Hospice Compare Launch Shows Lagging Scores For Pain Assessment

Medicare’s quality measure comparison website is now up and running.

If you’ve been having trouble meeting the deadline for pain assessment with the Hospice Item Set, the results are now public.

Medicare’s Hospice Compare website went live Aug. 16, so now potential patients, referral sources, and competitors, among others, can now peruse your quality data.

The site contains data from nearly 3,900 hospices on seven National Quality Forum-endorsed Hospice Item Set quality measures, the Centers for Medicare & Medicaid Services says in a fact sheet about the site (see measures, this page).

Stats: The measure with the lowest national average rate is Pain Assessment. The measure, which gauges “percentage of patient stays during which the patient screened positive for pain and received a comprehensive assessment of pain within 1 day of the screening,” came in at 76.3 percent.

The remaining six measures scored in the mid- to high-90s, with the highest being Treatment Preferences at 98.4 percent.

Why the big difference for the pain measure? “One of the key issues would be not having the assessment completed in the time frame specified,” suspects Theresa Forster with the National Association for Home Care & Hospice. “Hospices only have one day from having a patient screen positive for pain to complete the assessment and have it count.”

Watch out: Whether the national rates will be as high for the CAHPS-based measures that will debut this winter is open to question.
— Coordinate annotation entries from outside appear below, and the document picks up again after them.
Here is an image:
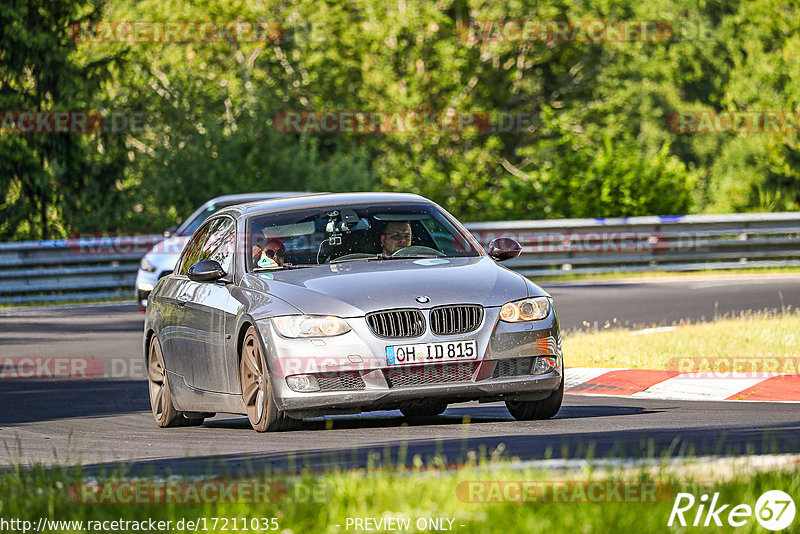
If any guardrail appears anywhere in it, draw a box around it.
[0,212,800,304]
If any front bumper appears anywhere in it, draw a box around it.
[258,308,564,417]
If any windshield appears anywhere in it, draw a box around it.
[246,203,481,271]
[175,204,220,235]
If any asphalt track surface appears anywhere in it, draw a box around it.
[0,276,800,474]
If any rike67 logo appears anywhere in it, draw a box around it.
[667,490,796,531]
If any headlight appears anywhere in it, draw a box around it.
[272,315,350,337]
[500,297,550,323]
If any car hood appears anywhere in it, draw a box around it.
[242,256,547,317]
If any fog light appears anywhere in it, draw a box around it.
[286,375,319,392]
[533,356,557,375]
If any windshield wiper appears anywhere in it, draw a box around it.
[366,254,442,261]
[250,263,317,273]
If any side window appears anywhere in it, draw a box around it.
[201,217,236,273]
[175,225,209,276]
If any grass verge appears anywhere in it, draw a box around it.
[0,463,800,534]
[563,310,800,373]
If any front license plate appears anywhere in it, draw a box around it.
[386,339,478,365]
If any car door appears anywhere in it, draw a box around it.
[159,225,209,381]
[180,216,239,393]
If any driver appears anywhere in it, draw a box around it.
[381,221,412,256]
[253,237,286,267]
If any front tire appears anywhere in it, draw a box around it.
[506,376,564,421]
[239,326,299,432]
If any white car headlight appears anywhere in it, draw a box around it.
[500,297,550,323]
[272,315,350,338]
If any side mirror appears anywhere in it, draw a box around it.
[186,260,225,282]
[489,237,522,261]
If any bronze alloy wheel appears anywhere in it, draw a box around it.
[147,335,208,427]
[147,336,181,427]
[239,326,300,432]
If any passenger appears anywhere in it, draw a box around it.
[253,237,286,267]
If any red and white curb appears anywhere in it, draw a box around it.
[564,367,800,402]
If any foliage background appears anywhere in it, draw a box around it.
[0,0,800,240]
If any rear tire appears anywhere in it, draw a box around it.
[506,376,564,421]
[400,400,447,418]
[147,335,184,428]
[239,326,301,432]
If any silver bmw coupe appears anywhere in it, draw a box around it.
[144,193,564,432]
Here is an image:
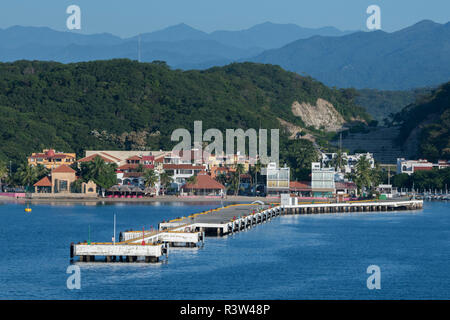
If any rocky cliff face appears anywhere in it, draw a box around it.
[292,98,345,131]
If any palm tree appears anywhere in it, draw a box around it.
[186,175,197,184]
[80,156,117,196]
[251,160,261,196]
[234,163,245,196]
[355,156,372,195]
[34,164,50,180]
[135,163,145,172]
[331,150,347,172]
[159,171,173,195]
[143,169,158,188]
[16,163,38,191]
[216,173,228,186]
[0,162,8,192]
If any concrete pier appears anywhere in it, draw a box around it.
[70,198,423,263]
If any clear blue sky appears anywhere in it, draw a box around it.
[0,0,450,37]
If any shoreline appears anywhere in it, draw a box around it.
[0,196,274,204]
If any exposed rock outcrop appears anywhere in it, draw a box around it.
[292,98,345,131]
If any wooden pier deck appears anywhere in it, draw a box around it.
[70,198,423,262]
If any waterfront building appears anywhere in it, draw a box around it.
[28,149,76,170]
[289,181,312,197]
[83,150,169,167]
[321,152,375,173]
[397,158,433,175]
[181,172,225,196]
[34,165,97,195]
[311,162,336,198]
[163,163,206,191]
[266,162,290,196]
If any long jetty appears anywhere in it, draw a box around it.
[70,198,423,262]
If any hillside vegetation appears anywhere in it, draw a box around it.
[394,82,450,161]
[0,60,369,165]
[250,20,450,90]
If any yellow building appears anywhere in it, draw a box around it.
[28,149,76,170]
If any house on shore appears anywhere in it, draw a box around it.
[33,165,97,196]
[181,173,225,196]
[28,149,76,170]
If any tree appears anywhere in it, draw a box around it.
[186,175,197,184]
[331,150,347,172]
[135,163,145,172]
[234,163,245,196]
[0,161,8,192]
[159,171,173,195]
[250,160,261,196]
[355,156,373,192]
[80,156,117,195]
[15,162,38,191]
[144,169,158,188]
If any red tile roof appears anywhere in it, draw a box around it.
[52,164,76,174]
[78,153,114,163]
[127,156,141,161]
[101,152,121,162]
[335,182,356,190]
[33,177,52,187]
[182,174,225,190]
[123,172,144,178]
[163,163,205,170]
[414,166,433,171]
[117,163,139,170]
[289,181,311,191]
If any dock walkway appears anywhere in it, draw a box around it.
[70,198,423,262]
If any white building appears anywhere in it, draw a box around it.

Even though six of the seven measures have average rates in the 90s, the comparison still has value, CMS maintains in its fact sheet. “Even when measure scores may average over 90 percent, there is often a wide range of provider performance representing room for improvement,” the agency says.

Plus: CMS also plans to implement a five-star rating system, as it does for home health agencies and other provider types, soon, it said in the 2017 payment rule.

“The Hospice Compare site allows patients, family members, caregivers, and healthcare providers to compare hospice providers based on important quality metrics,” CMS says in a release.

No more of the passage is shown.